To have Francis Ford Coppola and Martin Scorsese secure brilliant, attractive actors as your subjects, to have the perfect movie set as your background, to have the lighting already flawlessly arranged for each shot, then for the two famous directors to invite you in to capture it all on film - that is a photographer's dream. Steve Schapiro is a lucky bastard.
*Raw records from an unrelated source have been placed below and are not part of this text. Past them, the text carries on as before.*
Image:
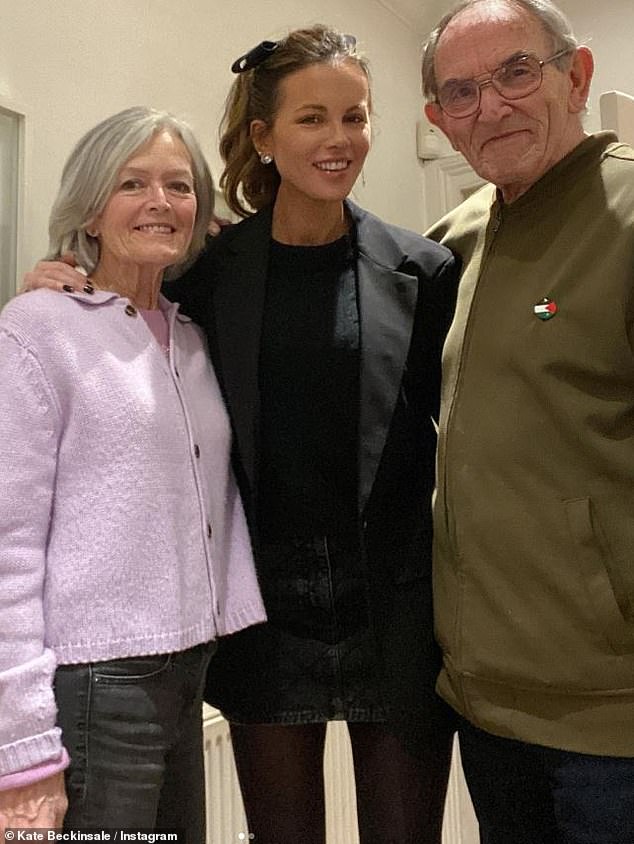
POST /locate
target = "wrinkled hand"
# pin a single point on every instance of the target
(217, 224)
(41, 805)
(55, 275)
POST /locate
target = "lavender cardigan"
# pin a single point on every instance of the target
(121, 528)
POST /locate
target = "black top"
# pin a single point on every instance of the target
(309, 392)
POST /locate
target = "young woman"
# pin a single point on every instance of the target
(327, 326)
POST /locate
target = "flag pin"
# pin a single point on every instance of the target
(545, 309)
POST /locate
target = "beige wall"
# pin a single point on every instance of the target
(69, 63)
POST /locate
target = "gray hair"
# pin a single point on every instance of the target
(90, 174)
(553, 21)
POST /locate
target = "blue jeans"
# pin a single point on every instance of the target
(528, 794)
(133, 729)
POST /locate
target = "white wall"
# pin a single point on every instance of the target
(69, 63)
(607, 28)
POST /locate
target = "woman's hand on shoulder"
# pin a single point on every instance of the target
(217, 224)
(56, 275)
(40, 805)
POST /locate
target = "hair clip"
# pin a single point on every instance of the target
(254, 57)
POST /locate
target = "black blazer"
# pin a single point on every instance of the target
(407, 288)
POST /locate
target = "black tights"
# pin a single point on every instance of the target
(400, 797)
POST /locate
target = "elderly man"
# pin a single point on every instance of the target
(534, 519)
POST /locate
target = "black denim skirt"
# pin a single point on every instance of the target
(315, 659)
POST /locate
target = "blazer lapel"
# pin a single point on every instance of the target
(387, 304)
(238, 302)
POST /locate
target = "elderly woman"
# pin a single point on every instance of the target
(124, 550)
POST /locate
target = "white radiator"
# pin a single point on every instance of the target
(226, 823)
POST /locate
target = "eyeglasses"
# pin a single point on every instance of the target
(515, 78)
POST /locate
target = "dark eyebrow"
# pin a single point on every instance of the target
(322, 109)
(312, 107)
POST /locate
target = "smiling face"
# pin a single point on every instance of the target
(148, 220)
(511, 143)
(320, 134)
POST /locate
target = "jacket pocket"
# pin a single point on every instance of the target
(606, 590)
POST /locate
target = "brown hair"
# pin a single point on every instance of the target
(247, 183)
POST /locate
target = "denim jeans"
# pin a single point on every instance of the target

Schapiro's photos from the films The Godfather and Taxi Driver--the current exhibition at Catherine Edelman Gallery--are enough to make any photographer jealous. They just look so easy. But their seeming simplicity belies their intricacy. Sure, the elements were handed to Schapiro (here is a borderline, brooding, mysterious cab driver with chiseled abs and piercing eyes and a lot of shiny guns; Here is a thirteen-year old, blonde-haired, blue-eyed, big-hatted doll who is the most unlikely participant in prostitution ever), but it takes a master to know to arrange those elements into a breathtaking photograph--a breathtaking moment, really.
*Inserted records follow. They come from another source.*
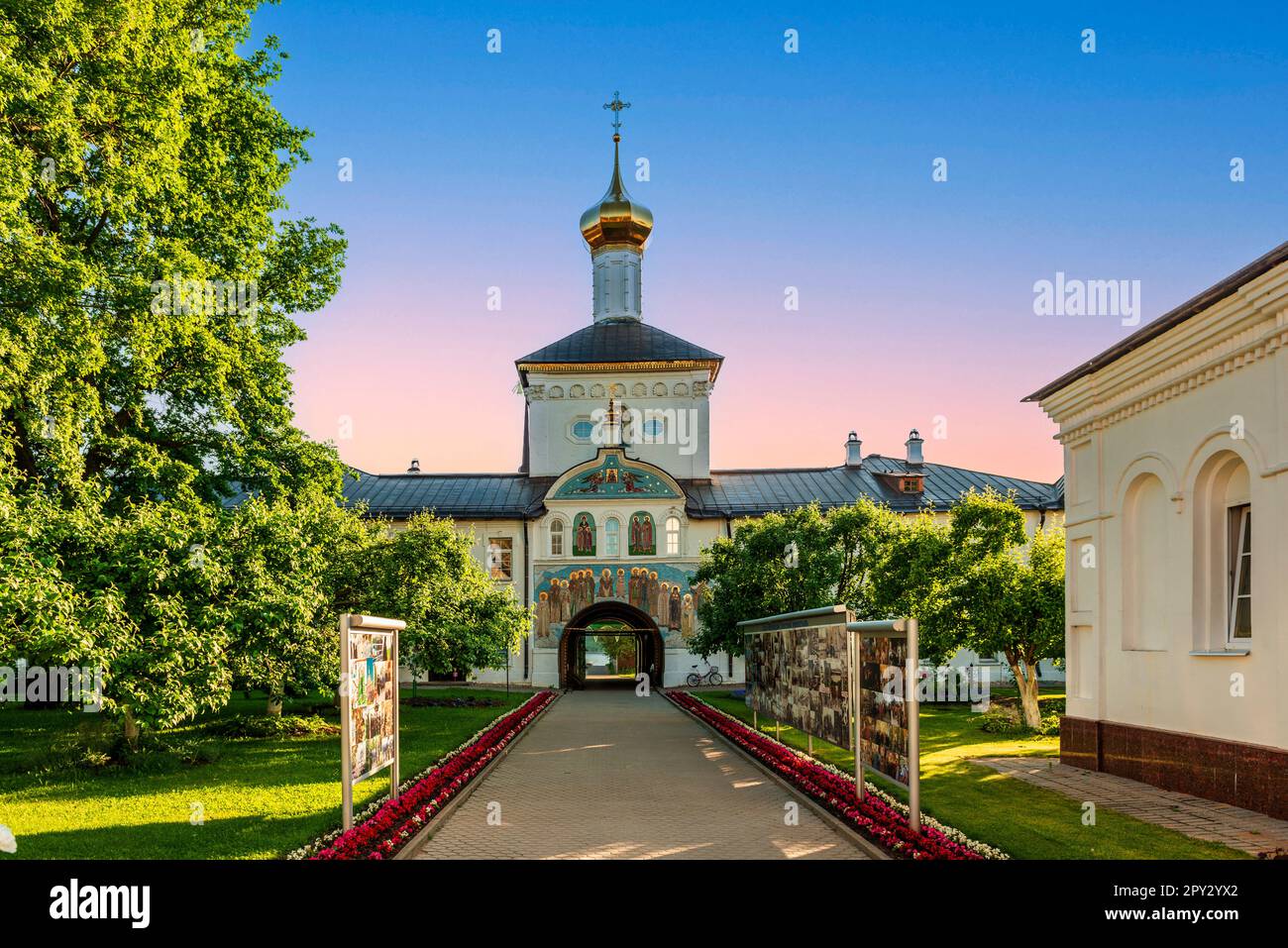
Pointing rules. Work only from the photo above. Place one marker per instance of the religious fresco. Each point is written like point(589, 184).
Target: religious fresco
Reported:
point(584, 535)
point(614, 478)
point(643, 535)
point(660, 590)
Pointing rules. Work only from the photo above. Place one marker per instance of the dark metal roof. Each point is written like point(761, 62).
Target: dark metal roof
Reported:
point(619, 342)
point(1151, 330)
point(752, 492)
point(726, 493)
point(465, 496)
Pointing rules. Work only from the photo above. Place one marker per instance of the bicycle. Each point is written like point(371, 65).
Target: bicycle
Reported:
point(711, 677)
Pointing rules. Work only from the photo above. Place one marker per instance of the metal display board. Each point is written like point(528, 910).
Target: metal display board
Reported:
point(853, 685)
point(889, 730)
point(369, 702)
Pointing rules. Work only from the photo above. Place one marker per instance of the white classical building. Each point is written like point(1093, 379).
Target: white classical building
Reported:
point(1176, 473)
point(603, 524)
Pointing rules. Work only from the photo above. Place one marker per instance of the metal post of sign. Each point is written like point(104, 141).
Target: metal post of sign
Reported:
point(910, 697)
point(346, 693)
point(855, 715)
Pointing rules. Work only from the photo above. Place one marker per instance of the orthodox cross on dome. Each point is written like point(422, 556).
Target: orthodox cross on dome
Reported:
point(617, 106)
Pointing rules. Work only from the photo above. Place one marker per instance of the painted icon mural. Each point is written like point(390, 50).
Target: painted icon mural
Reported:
point(614, 478)
point(643, 535)
point(660, 590)
point(584, 535)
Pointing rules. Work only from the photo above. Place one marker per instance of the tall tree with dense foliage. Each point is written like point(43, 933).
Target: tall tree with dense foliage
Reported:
point(424, 574)
point(283, 561)
point(1005, 592)
point(150, 279)
point(800, 559)
point(128, 594)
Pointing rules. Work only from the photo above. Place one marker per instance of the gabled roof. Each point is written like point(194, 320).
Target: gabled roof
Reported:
point(726, 493)
point(465, 496)
point(619, 343)
point(1193, 307)
point(754, 492)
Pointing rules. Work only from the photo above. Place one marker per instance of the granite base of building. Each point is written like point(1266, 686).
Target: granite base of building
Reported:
point(1248, 776)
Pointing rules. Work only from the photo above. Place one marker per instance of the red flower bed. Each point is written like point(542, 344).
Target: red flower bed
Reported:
point(394, 824)
point(872, 817)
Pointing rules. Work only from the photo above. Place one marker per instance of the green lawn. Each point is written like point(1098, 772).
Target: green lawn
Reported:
point(262, 797)
point(1024, 820)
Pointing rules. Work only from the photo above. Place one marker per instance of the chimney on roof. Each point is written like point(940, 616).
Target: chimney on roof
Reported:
point(913, 446)
point(853, 451)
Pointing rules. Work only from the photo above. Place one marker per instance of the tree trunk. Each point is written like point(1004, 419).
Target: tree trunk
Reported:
point(132, 729)
point(1028, 686)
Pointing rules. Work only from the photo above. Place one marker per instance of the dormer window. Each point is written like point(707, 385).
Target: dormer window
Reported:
point(905, 483)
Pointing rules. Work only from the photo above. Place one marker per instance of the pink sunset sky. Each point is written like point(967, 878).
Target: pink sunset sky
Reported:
point(767, 171)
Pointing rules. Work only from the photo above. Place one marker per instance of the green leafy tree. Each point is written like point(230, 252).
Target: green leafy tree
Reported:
point(129, 594)
point(800, 559)
point(425, 575)
point(282, 565)
point(1004, 592)
point(150, 278)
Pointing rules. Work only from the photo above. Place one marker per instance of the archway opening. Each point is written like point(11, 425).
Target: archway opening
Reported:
point(606, 646)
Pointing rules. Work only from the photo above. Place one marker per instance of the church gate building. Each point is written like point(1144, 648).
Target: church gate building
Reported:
point(603, 524)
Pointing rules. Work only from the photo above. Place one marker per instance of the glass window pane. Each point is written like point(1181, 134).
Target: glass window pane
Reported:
point(1243, 620)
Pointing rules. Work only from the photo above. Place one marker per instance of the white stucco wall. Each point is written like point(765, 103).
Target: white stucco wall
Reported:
point(1158, 445)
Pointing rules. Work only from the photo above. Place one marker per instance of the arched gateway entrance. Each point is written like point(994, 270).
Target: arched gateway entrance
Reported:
point(621, 617)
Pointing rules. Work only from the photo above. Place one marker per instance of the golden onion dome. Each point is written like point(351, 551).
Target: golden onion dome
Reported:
point(616, 219)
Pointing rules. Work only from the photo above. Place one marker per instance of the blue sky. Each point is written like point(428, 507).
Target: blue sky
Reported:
point(771, 170)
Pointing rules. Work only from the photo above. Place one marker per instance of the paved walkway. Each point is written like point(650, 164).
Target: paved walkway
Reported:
point(604, 775)
point(1203, 819)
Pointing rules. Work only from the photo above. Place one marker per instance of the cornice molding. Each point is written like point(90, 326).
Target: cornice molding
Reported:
point(1192, 371)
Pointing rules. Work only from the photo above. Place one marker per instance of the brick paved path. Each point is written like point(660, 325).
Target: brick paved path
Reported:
point(605, 775)
point(1203, 819)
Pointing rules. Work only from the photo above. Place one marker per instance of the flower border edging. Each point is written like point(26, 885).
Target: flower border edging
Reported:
point(879, 817)
point(386, 827)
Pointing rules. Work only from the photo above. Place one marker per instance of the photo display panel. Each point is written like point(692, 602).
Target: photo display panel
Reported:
point(883, 710)
point(800, 677)
point(373, 690)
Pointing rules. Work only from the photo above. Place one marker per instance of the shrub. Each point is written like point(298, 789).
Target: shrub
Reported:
point(270, 725)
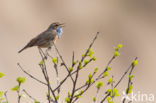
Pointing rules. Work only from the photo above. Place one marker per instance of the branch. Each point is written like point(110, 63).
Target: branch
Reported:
point(30, 75)
point(63, 62)
point(78, 67)
point(44, 71)
point(130, 67)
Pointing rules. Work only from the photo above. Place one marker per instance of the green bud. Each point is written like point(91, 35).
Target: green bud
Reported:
point(116, 54)
point(67, 99)
point(106, 73)
point(54, 60)
point(94, 58)
point(41, 62)
point(94, 99)
point(36, 101)
point(131, 77)
point(74, 62)
point(135, 62)
point(20, 79)
point(1, 93)
point(1, 75)
point(15, 88)
point(95, 70)
point(129, 89)
point(110, 80)
point(83, 55)
point(120, 46)
point(90, 76)
point(69, 94)
point(109, 68)
point(86, 62)
point(99, 85)
point(109, 99)
point(70, 69)
point(57, 97)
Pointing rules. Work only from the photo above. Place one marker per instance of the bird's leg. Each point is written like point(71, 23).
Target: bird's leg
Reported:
point(45, 57)
point(47, 53)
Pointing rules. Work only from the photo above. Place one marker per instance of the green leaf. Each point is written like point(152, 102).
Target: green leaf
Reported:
point(109, 68)
point(36, 101)
point(70, 69)
point(110, 80)
point(4, 102)
point(89, 81)
point(22, 95)
point(116, 54)
point(94, 99)
point(95, 70)
point(67, 99)
point(78, 94)
point(94, 58)
point(1, 75)
point(131, 77)
point(57, 97)
point(120, 46)
point(1, 93)
point(1, 99)
point(135, 62)
point(69, 94)
point(15, 88)
point(86, 62)
point(109, 90)
point(90, 76)
point(54, 60)
point(20, 79)
point(99, 85)
point(90, 53)
point(74, 62)
point(41, 62)
point(109, 98)
point(115, 92)
point(106, 73)
point(83, 55)
point(129, 89)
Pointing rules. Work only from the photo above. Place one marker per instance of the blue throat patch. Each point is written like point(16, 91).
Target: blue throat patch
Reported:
point(59, 31)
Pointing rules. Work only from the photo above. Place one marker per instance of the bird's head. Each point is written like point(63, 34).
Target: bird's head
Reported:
point(58, 27)
point(55, 25)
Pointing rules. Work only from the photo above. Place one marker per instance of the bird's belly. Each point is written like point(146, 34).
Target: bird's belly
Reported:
point(44, 45)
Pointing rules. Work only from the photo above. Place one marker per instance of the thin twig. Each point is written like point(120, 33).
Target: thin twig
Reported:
point(129, 81)
point(78, 68)
point(63, 61)
point(30, 75)
point(6, 98)
point(130, 67)
point(44, 71)
point(29, 95)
The show is full of those moments. In one photo, Marlon Brando stands unflinching before the camera, holding a cat that is blurry in an obvious, squirming attempt to get away from him. In the movie, the cat rubs against the Godfather, juxtaposing a seeming soft side with a character that is definitely not soft. The blur of the kitten in Schapiro's photograph is closer to the truth of Brando's character. The mafia leader's subjects most likely wanted to get out of his grasp too. In another photo, a midriff-baring and hot short-wearing teenage prostitute, Iris (Jodie Foster), walks out of the frame as a group of men on the street watch her from behind. The sign above their heads reads "For Rent", as if it were a thought bubble instead of a real estate sign. These moments work better as photographs than they do in film. As fast as a motion picture goes, details like a street sign or the movement of a cat vs. the stillness of a Godfather are lost. Luckily they can be found in Schapiro's photographs.
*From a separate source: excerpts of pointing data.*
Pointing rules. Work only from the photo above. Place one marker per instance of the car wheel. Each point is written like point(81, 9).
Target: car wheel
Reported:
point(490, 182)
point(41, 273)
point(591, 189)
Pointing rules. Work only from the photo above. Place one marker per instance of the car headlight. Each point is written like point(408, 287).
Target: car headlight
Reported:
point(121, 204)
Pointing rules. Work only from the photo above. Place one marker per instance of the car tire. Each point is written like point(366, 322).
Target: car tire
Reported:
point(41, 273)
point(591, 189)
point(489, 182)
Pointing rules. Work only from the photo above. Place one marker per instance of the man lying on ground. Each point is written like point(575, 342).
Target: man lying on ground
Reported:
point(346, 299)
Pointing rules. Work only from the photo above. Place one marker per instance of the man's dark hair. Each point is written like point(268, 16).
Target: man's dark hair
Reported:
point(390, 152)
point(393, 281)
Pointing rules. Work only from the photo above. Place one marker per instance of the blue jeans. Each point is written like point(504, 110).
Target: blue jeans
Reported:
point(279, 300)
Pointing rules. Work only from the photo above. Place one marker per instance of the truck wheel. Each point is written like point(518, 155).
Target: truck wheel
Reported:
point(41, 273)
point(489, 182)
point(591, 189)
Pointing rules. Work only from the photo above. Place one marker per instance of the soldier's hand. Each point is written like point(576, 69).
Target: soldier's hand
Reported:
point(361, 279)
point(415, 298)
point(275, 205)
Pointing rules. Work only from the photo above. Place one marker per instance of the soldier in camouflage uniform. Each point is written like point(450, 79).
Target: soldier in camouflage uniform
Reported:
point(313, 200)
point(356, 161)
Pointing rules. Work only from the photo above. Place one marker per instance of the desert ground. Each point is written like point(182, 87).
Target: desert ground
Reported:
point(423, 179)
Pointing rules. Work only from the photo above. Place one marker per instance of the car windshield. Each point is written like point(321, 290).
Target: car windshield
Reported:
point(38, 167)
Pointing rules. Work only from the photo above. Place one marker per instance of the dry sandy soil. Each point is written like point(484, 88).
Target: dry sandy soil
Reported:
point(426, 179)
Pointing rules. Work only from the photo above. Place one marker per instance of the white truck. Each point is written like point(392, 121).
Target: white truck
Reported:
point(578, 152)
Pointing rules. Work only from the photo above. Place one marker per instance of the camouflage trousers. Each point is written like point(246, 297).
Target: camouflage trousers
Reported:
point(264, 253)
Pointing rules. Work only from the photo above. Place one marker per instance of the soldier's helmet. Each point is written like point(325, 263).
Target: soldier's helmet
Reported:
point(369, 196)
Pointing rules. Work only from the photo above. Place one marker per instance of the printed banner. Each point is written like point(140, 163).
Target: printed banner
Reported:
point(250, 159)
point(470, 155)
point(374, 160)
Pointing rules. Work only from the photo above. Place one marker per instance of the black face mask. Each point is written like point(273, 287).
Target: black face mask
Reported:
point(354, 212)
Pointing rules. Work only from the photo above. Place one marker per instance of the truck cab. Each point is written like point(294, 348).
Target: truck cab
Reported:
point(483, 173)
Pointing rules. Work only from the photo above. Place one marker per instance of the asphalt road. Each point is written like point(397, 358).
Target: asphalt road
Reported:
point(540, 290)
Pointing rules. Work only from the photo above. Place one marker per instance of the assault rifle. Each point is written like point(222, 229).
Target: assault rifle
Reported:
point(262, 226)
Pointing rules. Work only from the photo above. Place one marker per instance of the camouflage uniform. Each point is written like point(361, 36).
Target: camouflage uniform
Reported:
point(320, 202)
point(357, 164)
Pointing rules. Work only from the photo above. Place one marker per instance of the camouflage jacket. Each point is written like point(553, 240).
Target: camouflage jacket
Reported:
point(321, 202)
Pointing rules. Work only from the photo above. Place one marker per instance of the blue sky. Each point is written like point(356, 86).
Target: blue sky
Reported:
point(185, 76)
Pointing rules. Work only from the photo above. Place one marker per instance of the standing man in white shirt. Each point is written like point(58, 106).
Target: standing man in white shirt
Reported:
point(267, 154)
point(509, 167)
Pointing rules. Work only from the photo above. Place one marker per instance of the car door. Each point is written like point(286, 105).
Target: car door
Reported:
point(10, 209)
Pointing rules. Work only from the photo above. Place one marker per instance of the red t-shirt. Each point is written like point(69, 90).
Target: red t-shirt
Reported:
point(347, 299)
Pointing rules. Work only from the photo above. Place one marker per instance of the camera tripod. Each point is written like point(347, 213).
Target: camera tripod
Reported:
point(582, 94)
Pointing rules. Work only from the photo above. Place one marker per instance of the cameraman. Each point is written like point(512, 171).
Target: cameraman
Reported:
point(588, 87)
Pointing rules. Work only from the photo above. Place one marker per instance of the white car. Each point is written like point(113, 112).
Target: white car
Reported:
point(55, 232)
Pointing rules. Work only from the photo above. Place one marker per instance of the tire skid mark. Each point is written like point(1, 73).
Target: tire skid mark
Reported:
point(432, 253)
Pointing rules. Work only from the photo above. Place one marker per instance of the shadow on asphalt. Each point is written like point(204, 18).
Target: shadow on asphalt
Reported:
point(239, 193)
Across the street at Stephen Daiter Gallery, Dawoud Bey's photographs achieve the same revelation of character, but with a less recognizable cast. Walking into the Dawoud Bey: Early Portraits exhibit is like walking into and through 1970s Harlem or Brooklyn, which is what Bey did. The photos fall between candid and posed, and make even the latter seem natural. Some of the subjects seem to invite you in while others wonder what the hell you are doing on their street. It is like walking through a town where even if the residents do not know your name, they will still always look you in the eye. One "Girl in the Dell Doorway" stares at the viewer, silently begging him or her to help her figure out how to leave the city, while the "Boy In Front Of The Loews 125th Street Movie Theater" owns the street with his confidence and his oversized sunglasses. They might as well be characters from Sherwood Anderson's Winesburg, Ohio, or James Joyce's Dubliners. Bey did for New York what these authors did for their respective title cities--he defined a town by its characters, but he went one step further and put a face with that town's stories.